Margaret Peake’s Office, 2 Years Earlier
In Carl Ritchie’s line of work, November is the month when price increases are negotiated. Each year, at this time, the company sends its customers a letter announcing a price increase from January 1. Carl Ritchie’s role is then to go and see his customers and negotiate the price increase. This is because, without fail, buyers reject the increase announced in the letter, which they deem excessive, “ridiculous,” or even “outrageous.”
That year, Carl is just getting to know Margaret Peake. He is only too well aware that she has a thorough knowledge of the market and of trends in her suppliers’ production costs. Furthermore, the previous year the negotiations over the price increase had been long and difficult. In his letter, Carl’s sales director announced a 4% price increase. Margaret Peake had reacted very badly and had summoned Carl immediately.
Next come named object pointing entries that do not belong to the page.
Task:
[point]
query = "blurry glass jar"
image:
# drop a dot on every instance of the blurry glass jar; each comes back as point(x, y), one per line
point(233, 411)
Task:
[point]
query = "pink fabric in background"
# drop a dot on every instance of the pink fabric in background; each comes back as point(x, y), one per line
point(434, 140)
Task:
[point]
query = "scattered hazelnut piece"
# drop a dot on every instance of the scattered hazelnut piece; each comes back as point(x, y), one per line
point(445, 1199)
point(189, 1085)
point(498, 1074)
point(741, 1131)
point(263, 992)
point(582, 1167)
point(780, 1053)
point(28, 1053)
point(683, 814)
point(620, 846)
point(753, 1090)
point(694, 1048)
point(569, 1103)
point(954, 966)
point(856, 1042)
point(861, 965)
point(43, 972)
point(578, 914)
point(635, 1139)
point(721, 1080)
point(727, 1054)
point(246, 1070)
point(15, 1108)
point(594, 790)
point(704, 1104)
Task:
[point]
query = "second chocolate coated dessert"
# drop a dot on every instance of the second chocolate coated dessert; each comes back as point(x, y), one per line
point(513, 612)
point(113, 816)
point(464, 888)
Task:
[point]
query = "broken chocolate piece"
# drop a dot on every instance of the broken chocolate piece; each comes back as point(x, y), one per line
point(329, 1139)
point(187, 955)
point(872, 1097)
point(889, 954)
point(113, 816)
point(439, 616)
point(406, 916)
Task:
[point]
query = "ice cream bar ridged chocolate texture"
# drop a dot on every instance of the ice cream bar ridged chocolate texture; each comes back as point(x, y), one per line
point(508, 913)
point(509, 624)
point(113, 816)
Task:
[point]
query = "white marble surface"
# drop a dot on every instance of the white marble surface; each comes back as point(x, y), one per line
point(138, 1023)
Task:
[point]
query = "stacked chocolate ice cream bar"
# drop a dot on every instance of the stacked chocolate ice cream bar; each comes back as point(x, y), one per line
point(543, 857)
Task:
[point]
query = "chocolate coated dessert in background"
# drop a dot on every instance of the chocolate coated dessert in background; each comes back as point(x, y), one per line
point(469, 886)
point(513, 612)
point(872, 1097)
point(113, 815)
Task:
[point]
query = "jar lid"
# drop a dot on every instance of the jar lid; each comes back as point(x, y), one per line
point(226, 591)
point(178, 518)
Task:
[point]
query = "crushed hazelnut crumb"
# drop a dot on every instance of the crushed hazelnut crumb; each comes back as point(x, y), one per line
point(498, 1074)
She had opposed any increase of more than 1%. It had then required many hours of negotiation and two visits in order to ultimately agree on a compromise of 2.5%, which was the exact figure that Carl had predicted to his company’s management.
This year, Carl decided to change his negotiating methods: It was pointless, he thought, to spend hours “haggling” in a confrontational environment, only to ultimately “split the difference.” So, despite a somewhat chilly reception, when Carl entered Margaret Peake’s office, he was feeling confident.
Margaret PEAKE: I have the distinct impression that your sales director is living in cloud cuckoo land! Every year he tries to impose a 4% increase on me, even though he is facing ever more competition! Does he not realize this, or does he just have a weird sense of humor?
Carl RITCHIE: He is only too aware of the state of the market, and as you know, those are “standard letters” to some extent and do not take account of our day-to-day relationships with each individual customer.
Margaret PEAKE (visibly relieved): Oh!
Carl RITCHIE: Furthermore, as for next year, I have a proposal to put to you: Let’s not waste our time in pointless haggling. I’m going to offer you a realistic price adjustment, one that takes into account your purchasing potential and our ongoing relationship, and I propose that we seal the deal at that price.
Margaret PEAKE: Why not?
Carl RITCHIE: I believe that a 2.5% increase is the minimum that we can realistically envisage. I’ve taken the initiative to make you that offer from the outset and, as you may have gathered, it is my best offer.
Margaret PEAKE (frostily): That is unacceptable.
Carl RITCHIE (disconcerted): But…
Margaret PEAKE: Let’s talk seriously, shall we, Mr. Ritchie? Every week I receive offers from your competitors all around the world—from India, Russia, China—for much better terms than you offer me, even before any price increase!
Carl Ritchie tries to fight back: The Indians still have very little experience in this market, their Russian competitor currently has a reputation for being rather unreliable, the Chinese cannot offer the best customer service guarantees. But Margaret Peake shakes her head in disagreement.
Margaret PEAKE: That is becoming less and less true, Mr. Ritchie. You need to adapt to the market.
Carl RITCHIE: That is what we are doing, day in and day out!
Margaret PEAKE: You see, ultimately, I want to continue to work with you—but not on any old terms. In order to help you, I’m prepared to accept an increase of 0.5% from January 1 and potentially, depending on the economic climate, another 0.5% increase in July, but I don’t want to commit myself to that.
Carl Ritchie turned pale. It required three visits and four hours of negotiation in order for him to achieve a 1% increase from January 1 and 0.5% from July 1.